A randomized control trial to test the effect of pegbovigrastim treatment at dry-off on plasma and milk oxylipid profiles during early mammary gland involution and the postparturient period.

The early period of mammary gland involution is a critical juncture in the lactation cycle that can have significant effects on milk production and mammary gland health. Pegbovigrastim (PEG) administered 1 wk prior and on the day of parturition can enhance immune function and reduce the incidence of mastitis in the early postpartum period. Oxylipids are potent metabolites of polyunsaturated fatty acids (PUFA) and are important mediators of inflammation.
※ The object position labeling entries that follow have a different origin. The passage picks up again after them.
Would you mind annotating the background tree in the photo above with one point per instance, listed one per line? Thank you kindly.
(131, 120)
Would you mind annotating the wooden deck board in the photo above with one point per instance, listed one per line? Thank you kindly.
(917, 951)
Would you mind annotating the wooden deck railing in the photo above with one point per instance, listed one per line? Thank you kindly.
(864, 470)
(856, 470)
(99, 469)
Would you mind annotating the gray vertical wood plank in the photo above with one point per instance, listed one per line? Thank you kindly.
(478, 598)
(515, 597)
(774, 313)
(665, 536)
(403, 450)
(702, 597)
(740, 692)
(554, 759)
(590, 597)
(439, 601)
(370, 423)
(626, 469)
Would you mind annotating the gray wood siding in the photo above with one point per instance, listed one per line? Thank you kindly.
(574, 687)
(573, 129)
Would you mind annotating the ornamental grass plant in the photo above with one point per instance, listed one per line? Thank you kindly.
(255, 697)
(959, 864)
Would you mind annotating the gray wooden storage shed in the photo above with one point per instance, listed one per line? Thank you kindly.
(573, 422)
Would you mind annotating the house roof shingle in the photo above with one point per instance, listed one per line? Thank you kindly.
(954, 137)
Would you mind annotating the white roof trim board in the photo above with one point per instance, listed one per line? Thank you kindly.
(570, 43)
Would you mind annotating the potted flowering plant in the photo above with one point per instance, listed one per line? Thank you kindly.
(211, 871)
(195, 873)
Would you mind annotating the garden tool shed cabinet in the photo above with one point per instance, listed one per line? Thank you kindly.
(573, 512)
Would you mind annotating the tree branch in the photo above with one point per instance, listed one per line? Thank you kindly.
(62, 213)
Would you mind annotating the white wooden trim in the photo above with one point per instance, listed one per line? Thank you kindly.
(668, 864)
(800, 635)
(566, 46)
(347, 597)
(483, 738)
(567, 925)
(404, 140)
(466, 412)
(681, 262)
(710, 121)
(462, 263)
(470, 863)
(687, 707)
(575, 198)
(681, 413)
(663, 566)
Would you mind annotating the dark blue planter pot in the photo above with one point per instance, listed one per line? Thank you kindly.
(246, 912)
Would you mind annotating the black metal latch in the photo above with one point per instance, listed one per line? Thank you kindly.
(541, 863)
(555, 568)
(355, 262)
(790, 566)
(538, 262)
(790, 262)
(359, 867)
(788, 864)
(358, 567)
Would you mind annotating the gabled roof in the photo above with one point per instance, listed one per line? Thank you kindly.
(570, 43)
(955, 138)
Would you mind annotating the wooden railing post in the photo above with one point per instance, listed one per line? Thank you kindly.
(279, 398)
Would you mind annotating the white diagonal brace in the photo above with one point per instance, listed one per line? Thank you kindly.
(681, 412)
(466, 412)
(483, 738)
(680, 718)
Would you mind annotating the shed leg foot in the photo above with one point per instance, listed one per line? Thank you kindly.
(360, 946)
The objective of this study was to evaluate effects of PEG given 1 wk before and at the day of dry-off (D0) on concentrations of oxylipids in plasma and milk from 7 d before D0 to 14 d after, as well as the effects during the first 14 d of the subsequent lactation. We hypothesized that both pro- and anti-inflammatory oxylipids would vary based on initiation of mammary gland involution and that pegbovigrastim would affect oxylipid concentrations, particularly those related to leukocytes. A complete randomized blocked design was used to enroll cows into either a PEG treatment group (n = 10) or control group (n = 10; CON). Blood samples were collected -7, -2, -1, 0, 1, 2, 4, 7, and 14 d relative to dry-off and 5, 10, and 14 d postcalving. Samples were analyzed for PUFA and oxylipids in milk and plasma by ultra-performance mass spectrometry and liquid chromatography tandem quadrupole mass spectrometry, respectively. Overall, 30 lipid mediators were measured in both milk and plasma. Repeated measures analyses revealed a significant interaction of treatment by time for milk 8-iso-keto-15-prostaglandin E2, prostaglandin F2α, plasma 8,12-iso-prostaglandin Fα-VI, 11-hydroxyeicosatetraenoic acid, and 12-hydroxyheptadecatienoic acid. The majority of milk PUFA and oxylipids differed significantly during early mammary gland involution and into the early postpartum period. This study demonstrated changes in oxylipids in milk secretions and plasma during early involution, and further investigation may illuminate multiple complex processes and reveal targets for optimization of mammary gland involution.